The SSDs reads outperform the HDDs, but the performance of the SSDs significantly diminishes in the case of writes and, specifically, updates.
- How do we lose capacity and gain speed?
Fragmentation and wear cause lower capacity, but we have faster speed than spindle disk.
As I mentioned above, fragmentation means more IOPS to read the same amount of data and also means that less cells are available for use, i.e. the larger the fragmentation, less of the drive’s capacity can be used.
Also, frequent updates increase the ‘wear-and-tear’ of the drive, which means that as cells get exhausted and become unusable, the drive loses capacity.
- Does the use of write caching in SSDs help to minimize the wear?
As mentioned above, the write caching is a double-edged sword: it minimizes the wearing of the drive, but it might be vulnerable to power failure unless a serious consideration is given to battery backups and disaster recovery procedures.
- When we gain faster data access, does this mean that we can process it? (CPU and memory are still limited).
It is true that SSDs bring great benefit to our database systems by providing faster data access and by diminishing the latencies to minimum. But the question still remains, how much data can the other components handle?
If we have unlimited access to data, then we actually need to have unlimited access to RAM and to CPU to process the data further.
- What data is most suitable for SSDs, what workloads are NOT suitable for SSDs?
I have mentioned the allocation units for SSDs and for HDDs and it is clear that the more data updates we have, the greater performance problem it becomes for the SSDs. This is because when data is updated on an SSD, the entire block has to be moved to a new block together with the update and then the old block has to be erased. This wears the drive significantly, and slows down performance.
SSDs are great for static data, however. If the data is mostly read and not changed so often, then the SSDs are the best way to go.
- Can we recover data after a failure?
A significant difference between SSDs and HDDs is that, when HDD fails, there are many ways to extract most of the data. Depending on what is damaged, a replacement of the head may help, or maybe just some of the platters can be recovered and so on.

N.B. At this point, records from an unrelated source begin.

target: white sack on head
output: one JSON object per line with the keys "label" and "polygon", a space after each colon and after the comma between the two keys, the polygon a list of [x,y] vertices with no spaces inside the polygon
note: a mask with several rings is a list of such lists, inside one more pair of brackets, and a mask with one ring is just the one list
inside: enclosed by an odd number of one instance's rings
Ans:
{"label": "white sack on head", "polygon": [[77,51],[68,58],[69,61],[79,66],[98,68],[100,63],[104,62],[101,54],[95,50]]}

In the case of SSDs, it is almost impossible to extract any data if the drive stops working. Because of the complex algorithms used for wear leveling and because of the specifics of the NAND technology, it is almost impossible to recover data once the SSD fails in service.
- Energy use
The best state for the SSD is to be in use. When the SSD is powered up, it has the best chance of keeping its data intact – it maintains the data in a consistent state.
If an SSD drive is not powered up for a significant period of time (the shelf life of data on SSD is about 7 years) then some data loss is to be expected.
The bottom line:
When deciding whether to use SSDs or HDDs there are several areas to be considered:
- Talk to your SSD vendor about their life cycle guarantee. How many life cycles do they estimate per cell?
- Keep in mind that the bigger the capacity, the more layers are used for the cells, which decreases the wear and the reliability of the drive dramatically.
- Consider what kind of workload will be placed on the SSD. It is great to use them for data which does not change often, despite the read disturb (the way the cells are read over and over may cause the change in value of the adjacent cells after some 100 thousand reads)
- Your database programming techniques have to be adjusted; for example, if TEMPDB is placed on SSDs , the use of temporary objects has to be very cautious.
- Data fragmentation has a new meaning with SSDs. While fragmentation is not good news with HDDs because of the data access latency, it is also not good news with SSDs due to the loss of capacity and the extra wear of the cells when de-fragmenting. With SSDs we have a choice, either less capacity or extra wear.
- Data recovery strategy – when a HDD fails, there is still a chance of recovering some of the data, depending on what failed. With SSDs it is almost impossible to ‘scrape’ any data. This also means that with SSDs, if one NAND chip fails then the entire SSD fails.